Qui l’aurait cru? Déjà aux derniers momens du roi Louis XVIII, ce personnage toujours agité avait noué toute une intrigue pour donner un successeur à M. Corbière, dont il accusait « la nonchalance et la paresse. » Il fallait au ministère de l’intérieur une main plus énergique, un homme plus actif, et il ajoute avec une risible humilité : « Il faut bien que j’avoue qu’il s’agissait de moi! » Le rêve avait paru bizarre même au prince qui allait être Charles X. A défaut du ministère de l’intérieur, M. Sosthènes de La Rochefoucauld prétendait avoir reçu du roi expirant le titre de ministre d’État. Ce nouveau rêve s’était encore évanoui devant un mot ironique de M. de Villèle. A défaut du ministère de l’intérieur et du titre de ministre d’État, le remuant personnage avait dû se contenter de la direction des beaux-arts, détachée du ministère de la maison du roi, occupée par son père le duc de Doudeauville, — et dans ce poste il a été l’amusement de son temps[1]. M. Sosthènes de La Rochefoucauld ne se croyait pas moins l’inspirateur, le conseiller, le guide du ministère; il ne se décourageait pas, et un matin de 1826, revenant de province, il arrivait chez M. de Villèle pour lui déclarer solennellement que les choses s’aggravaient d’une manière effrayante, que le roi avait perdu sa popularité, qu’on restait « sans lois protectrices, sans institutions pour fonder la monarchie, sans aristocratie pour la défendre, que nulle part la main du gouvernement ne se faisait sentir, etc. » La conclusion de cette espèce d’ultimatum accompagné de complimens pour le chef du cabinet était qu’il fallait changer au plus vite quelques-uns des

  1. M. de Villèle assure dans ses Mémoires qu’il n’avait jamais eu à se plaindre de Mme du Cayla. Il raconte que M. de Semonville lui avait dit plaisamment un jour « qu’il était né coiffé, » qu’il fallait une favorite et que celle qui l’était ne se mêlerait jamais de ses affaires; il ajoute seulement: — « Il est vrai que par ricochet un autre s’en mêlait... Il me causa des difficultés par son incessante activité et son désir de se rendre utile.

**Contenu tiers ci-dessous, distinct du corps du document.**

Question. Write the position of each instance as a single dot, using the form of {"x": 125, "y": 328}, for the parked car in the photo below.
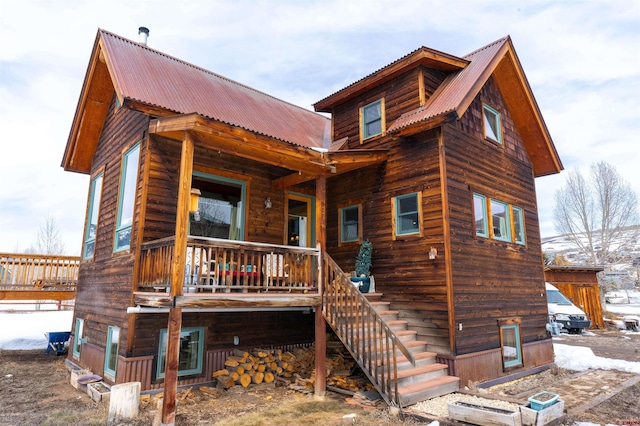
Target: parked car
{"x": 564, "y": 313}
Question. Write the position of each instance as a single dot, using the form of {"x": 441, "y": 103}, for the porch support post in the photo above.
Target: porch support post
{"x": 177, "y": 281}
{"x": 321, "y": 328}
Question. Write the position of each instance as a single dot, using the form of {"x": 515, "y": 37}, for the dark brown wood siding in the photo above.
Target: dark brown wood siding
{"x": 401, "y": 267}
{"x": 261, "y": 225}
{"x": 400, "y": 94}
{"x": 105, "y": 282}
{"x": 253, "y": 329}
{"x": 492, "y": 280}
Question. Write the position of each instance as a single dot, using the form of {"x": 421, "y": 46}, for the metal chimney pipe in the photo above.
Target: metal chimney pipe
{"x": 143, "y": 33}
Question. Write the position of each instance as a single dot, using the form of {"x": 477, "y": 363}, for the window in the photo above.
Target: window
{"x": 191, "y": 351}
{"x": 518, "y": 225}
{"x": 126, "y": 198}
{"x": 506, "y": 223}
{"x": 407, "y": 214}
{"x": 220, "y": 207}
{"x": 92, "y": 219}
{"x": 500, "y": 220}
{"x": 480, "y": 213}
{"x": 492, "y": 128}
{"x": 372, "y": 117}
{"x": 511, "y": 343}
{"x": 77, "y": 339}
{"x": 111, "y": 351}
{"x": 350, "y": 220}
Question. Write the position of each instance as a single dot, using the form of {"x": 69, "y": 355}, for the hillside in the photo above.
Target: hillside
{"x": 622, "y": 265}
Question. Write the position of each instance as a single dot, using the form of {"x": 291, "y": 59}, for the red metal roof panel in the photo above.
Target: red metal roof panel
{"x": 154, "y": 78}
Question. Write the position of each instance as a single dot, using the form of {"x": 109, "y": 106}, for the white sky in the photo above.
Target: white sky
{"x": 581, "y": 57}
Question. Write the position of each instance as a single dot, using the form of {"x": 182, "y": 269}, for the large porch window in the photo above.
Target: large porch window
{"x": 191, "y": 351}
{"x": 220, "y": 207}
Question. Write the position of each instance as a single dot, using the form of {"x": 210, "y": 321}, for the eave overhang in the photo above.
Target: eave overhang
{"x": 305, "y": 163}
{"x": 424, "y": 56}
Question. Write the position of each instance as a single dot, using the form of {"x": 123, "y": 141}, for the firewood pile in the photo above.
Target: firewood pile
{"x": 294, "y": 368}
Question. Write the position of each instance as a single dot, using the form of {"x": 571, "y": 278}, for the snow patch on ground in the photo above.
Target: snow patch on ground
{"x": 580, "y": 358}
{"x": 27, "y": 330}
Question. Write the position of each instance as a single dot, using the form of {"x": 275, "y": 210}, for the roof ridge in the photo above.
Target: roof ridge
{"x": 206, "y": 71}
{"x": 500, "y": 40}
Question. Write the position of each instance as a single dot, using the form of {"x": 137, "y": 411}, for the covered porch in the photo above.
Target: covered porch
{"x": 216, "y": 274}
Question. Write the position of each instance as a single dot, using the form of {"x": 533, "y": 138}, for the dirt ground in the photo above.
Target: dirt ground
{"x": 35, "y": 390}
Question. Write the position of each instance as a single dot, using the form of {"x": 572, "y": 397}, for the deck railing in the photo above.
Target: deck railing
{"x": 29, "y": 272}
{"x": 363, "y": 331}
{"x": 214, "y": 265}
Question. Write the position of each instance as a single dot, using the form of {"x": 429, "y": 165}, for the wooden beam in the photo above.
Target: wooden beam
{"x": 241, "y": 142}
{"x": 448, "y": 264}
{"x": 320, "y": 325}
{"x": 171, "y": 366}
{"x": 228, "y": 300}
{"x": 177, "y": 283}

La vaine tentative d’amortir l’opposition des journaux, celle reproduite si souvent d’introduire dans le ministère des capacités supérieures à celles qui s’y trouvaient, ont été pour moi des occasions d’embarras. La première a coûté, je crois, beaucoup d’argent à la liste civile; mais c’est une chose dont je ne me suis jamais occupé... » — L’idée d’acheter les journaux par des faveurs ou même à prix d’argent donnait lieu à un des incidens amusans de l’époque. M. Delatouche, après avoir reçu l’argent, l’affectait, au nom du directeur des Beaux-Arts, à une souscription publique ouverte en ce moment. M. de La Rochefoucauld ne servait qu’à déverser le ridicule sur l’administration, sur le roi lui-même.